Eğitim emekçileri baskılara karşı alanlarda olmaya devam edecek
09:00
JINHA
WAN - Görevden uzaklaştırma ve tutuklamalarla Eğitim Sen üyelerinin denetim altına alınmak istendiğine dikkat çeken Eğitim Sen Van Şube Eşbaşkanı Gülcan Kaçmaz Sağyiğit, "Laik Eğitim ve Laik Yaşam! İş Güvencemizden Vazgeçmeyeceğiz! Baskı, Sürgün ve İşten Atmalara Karşı Alanlardayız!" şiarı ile eylem ve etkinlikler düzenleyeceklerini söyledi.
AKP hükümeti tarafından 7 Haziran seçimleri tanınmayıp Kürdistan'da ve Türkiye kentlerinde yürütülen savaş politikaları kapsamında KESK bileşenlerine yönelik baskı, görevden uzaklaştırma ve tutuklamalar devam ediyor. KESK bileşenlerden Eğitim Sen üyelerine yönelik muhalif duruşlarından dolayı "örgüt propagandası" ya da "örgüt üyeliği" iddiasıyla tutuklamalar giderek artıyor. Eğitim Sen Şubesi üyelerine yönelik baskıları değerlendiren Eğitim Sen Van Şube Eşbaşkanı Gülcan Kaçmaz Sağyiğit, AKP hükümetinin 7 Haziran seçimlerinden bu yana hiçbir muhalif sese tahammülünün olmadığını söyledi. Türkiye genelinde 16 binden fazla KESK üyesine soruşturma açıldığını belirten Gülcan, eğitim ve bilim emekçileri olarak savaş politikalarına maruz kaldıklarını kaydetti.
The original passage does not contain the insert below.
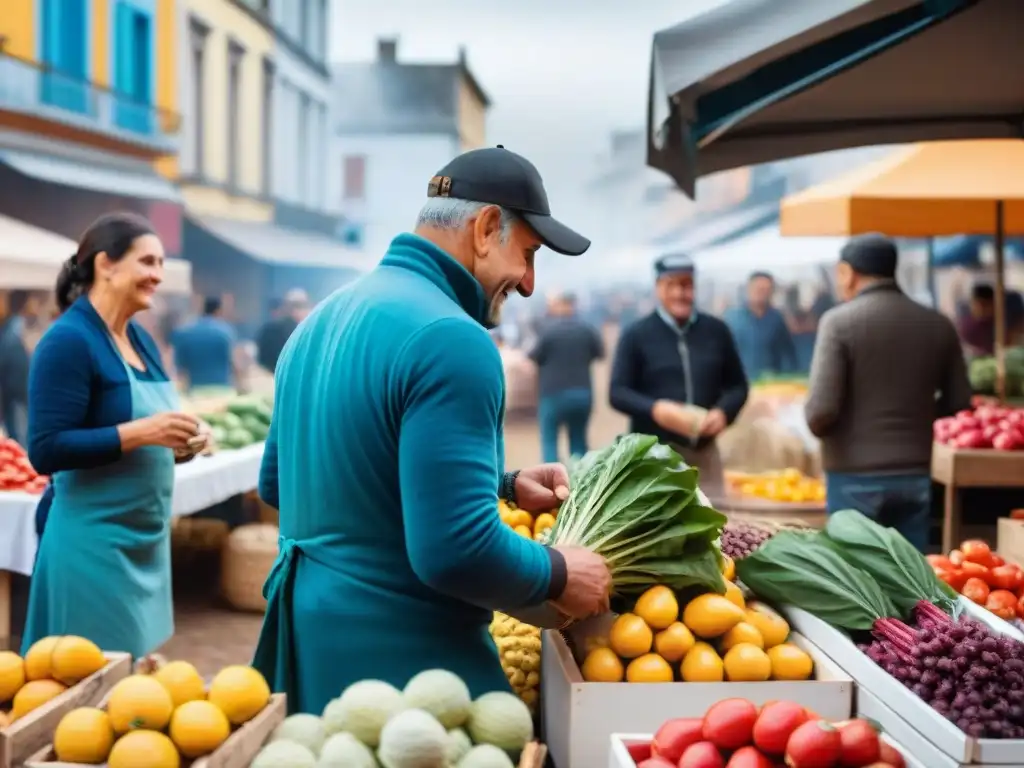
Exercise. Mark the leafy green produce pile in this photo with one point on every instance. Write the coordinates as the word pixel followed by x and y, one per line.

'76 üyemize soruşturma açıldı'
Geçtiğimiz yıl 29 Aralık'ta gerçekleştirdikleri grevi hatırlatan Gülcan, bu grevle amaçlarının yürütülmekte olan savaşa karşı çıkmak ve barışı haykırmak olduğunu söyledi. Gülcan, "Ama barış talebimiz Van özelinde 840 soruşturmayla sonuçlandı. Yine 12 Ekim katliamına tepki göstermek amacıyla iki günlük grev kararımız olmuştu. Ondan dolayı da Van'daki eğitim ve bilim emekçilerine toplamda 76 üyemize soruşturma açıldı" diye belirtti.
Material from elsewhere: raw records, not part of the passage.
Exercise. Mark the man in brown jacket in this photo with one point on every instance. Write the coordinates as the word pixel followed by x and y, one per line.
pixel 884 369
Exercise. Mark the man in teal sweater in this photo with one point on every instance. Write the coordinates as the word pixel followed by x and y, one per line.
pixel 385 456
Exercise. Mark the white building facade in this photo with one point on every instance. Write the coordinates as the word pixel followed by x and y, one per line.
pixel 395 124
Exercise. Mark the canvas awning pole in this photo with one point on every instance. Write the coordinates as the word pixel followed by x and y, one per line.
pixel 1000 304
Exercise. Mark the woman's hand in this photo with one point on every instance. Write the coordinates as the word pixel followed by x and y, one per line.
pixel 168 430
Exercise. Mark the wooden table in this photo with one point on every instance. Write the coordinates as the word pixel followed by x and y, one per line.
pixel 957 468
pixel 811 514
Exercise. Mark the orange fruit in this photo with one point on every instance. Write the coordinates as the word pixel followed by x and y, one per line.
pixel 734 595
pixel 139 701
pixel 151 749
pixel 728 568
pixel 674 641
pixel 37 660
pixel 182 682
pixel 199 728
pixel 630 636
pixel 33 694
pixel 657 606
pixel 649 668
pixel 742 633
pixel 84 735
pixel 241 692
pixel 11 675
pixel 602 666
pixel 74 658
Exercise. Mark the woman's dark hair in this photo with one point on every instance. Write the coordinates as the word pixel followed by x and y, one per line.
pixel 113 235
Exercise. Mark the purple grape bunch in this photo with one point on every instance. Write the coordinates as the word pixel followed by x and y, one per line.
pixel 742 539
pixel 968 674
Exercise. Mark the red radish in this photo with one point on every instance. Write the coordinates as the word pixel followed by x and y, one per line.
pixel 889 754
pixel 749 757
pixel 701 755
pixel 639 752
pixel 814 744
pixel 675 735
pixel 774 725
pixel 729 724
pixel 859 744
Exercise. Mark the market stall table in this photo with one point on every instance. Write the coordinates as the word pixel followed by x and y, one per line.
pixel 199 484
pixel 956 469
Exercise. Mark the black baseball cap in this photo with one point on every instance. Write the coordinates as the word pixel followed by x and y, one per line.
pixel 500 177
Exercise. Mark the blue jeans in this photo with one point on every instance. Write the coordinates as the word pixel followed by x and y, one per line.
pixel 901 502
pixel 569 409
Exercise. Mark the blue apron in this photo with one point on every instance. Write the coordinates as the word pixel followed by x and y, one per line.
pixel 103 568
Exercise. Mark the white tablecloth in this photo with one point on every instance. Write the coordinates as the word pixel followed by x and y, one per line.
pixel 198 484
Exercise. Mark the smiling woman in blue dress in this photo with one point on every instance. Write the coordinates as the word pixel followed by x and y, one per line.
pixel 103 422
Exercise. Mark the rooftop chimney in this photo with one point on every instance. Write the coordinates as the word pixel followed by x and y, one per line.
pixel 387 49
'Gerekli hukuki girişimlerimizi başlattık'
Sosyal medya paylaşımlarından dolayı yaklaşık 200 üyelerine yönelik soruşturmanın açıldığı bilgisini veren Gülcan, bu nedenle Van'ın Erciş ilçesinde 4 üyelerinin açığa alındığını dile getirdi. AKP hükümeti tarafından üyelerine dönük her gün yeni bir uygulamayla karşılaştıklarını ifade eden Gülcan, "Biz bu uygulamalara karşı mücadelemizi sürdüreceğiz. Gerekli hukuki girişimlerimizi vermeye devam edeceğiz. Ancak kişiler bunun hukuka aykırı olduğunu bile bile şuan Türkiye'nin içinde bulunduğu hukuksuzluktan yararlanarak, bu tarz keyfi uygulamalara başvuruyorlar" sözlerini kullandı.
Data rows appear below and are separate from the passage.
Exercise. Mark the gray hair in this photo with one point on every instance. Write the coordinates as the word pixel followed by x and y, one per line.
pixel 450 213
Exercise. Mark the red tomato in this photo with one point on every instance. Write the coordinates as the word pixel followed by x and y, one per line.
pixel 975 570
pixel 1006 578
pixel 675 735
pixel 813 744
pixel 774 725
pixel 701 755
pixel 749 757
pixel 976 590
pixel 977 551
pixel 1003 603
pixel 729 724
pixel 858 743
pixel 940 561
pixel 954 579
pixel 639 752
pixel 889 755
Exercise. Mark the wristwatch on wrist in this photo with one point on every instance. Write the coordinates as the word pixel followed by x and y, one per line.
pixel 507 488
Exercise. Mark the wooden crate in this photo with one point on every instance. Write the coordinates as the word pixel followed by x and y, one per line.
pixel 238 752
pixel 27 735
'Valilik kararına karşı hukuki girişimleri başlattık'
Gösteri ve yürüyüş haklarına da müdahale edildiğine değinen Gülcan, "Laik Eğitim ve Laik Yaşam! İş Güvencemizden Vazgeçmeyeceğiz! Baskı, Sürgün ve İşten Atmalara Karşı Alanlardayız!" şiarı ile 28-29 Mayıs tarihlerinde 9 bölgede gerçekleştirmek istedikleri mitinglerin engellendiğini hatırlattı. Gülcan, "2911 sayılı yasa toplumsal muhalefeti susturmak, bastırmak, etkisizleştirmek için bir sopa olarak kullanılıyor. Oysa mevcut 12 Eylül anayasası bile toplantı, gösteri ve yürüyüş hakkımızı teminat altına almıştır" dedi. Mitingler için valiliklere başvuru yaptıklarını da sözlerine ekleyen Gülcan, "Valilik 2911 sayılı yasanın 15. ve 17. maddelerini gerekçe göstererek, mitinglerimizi ertelediğini bildirdi. Yani yasakladı! Valilik kararına karşı hukuki girişimleri başlattık ve ülkemizde zerre kadar hukuk kalmışsa itirazlarımıza olumlu yanıt verileceğini düşünüyoruz" sözleriyle tepkisini dile getirdi.
'Eylem ve etkinliklere devam'
Uluslararası sözleşmeler ve anayasa ile güvence altına alınan toplantı ve gösteri yürüyüşleri hakkını kullanmanın son yıllarda zorlaştığına dikkat çeken Gülcan, "Nitekim hem iç hukuk düzenlemelerine ilişkin Yüksek Mahkeme kararlarında hem de AİHM kararlarında barışçıl açık hava toplantılarının yerine ve içeriğine ilişkin yapılan kısıtlamaların, toplantı ve gösteri yürüyüş hakkının ihlal ettiğine ilişkin çok sayıda içtihadı bulunmaktadır" diye konuştu.
Gülcan son olarak, etkinliklerine devam edeceklerini belirterek, "Baskı ve zorla en temel haklarımızı kullanmamızı engelleseler de bizler 'Laik Eğitim ve Laik Yaşam! İş Güvencemizden Vazgeçmeyeceğiz! Baskı, Sürgün ve İşten Atmalara Karşı Alanlardayız!' şiarı ile eylem ve etkinliklerimize en coşkulu ve kararlı şekilde devam edeceğiz" dedi.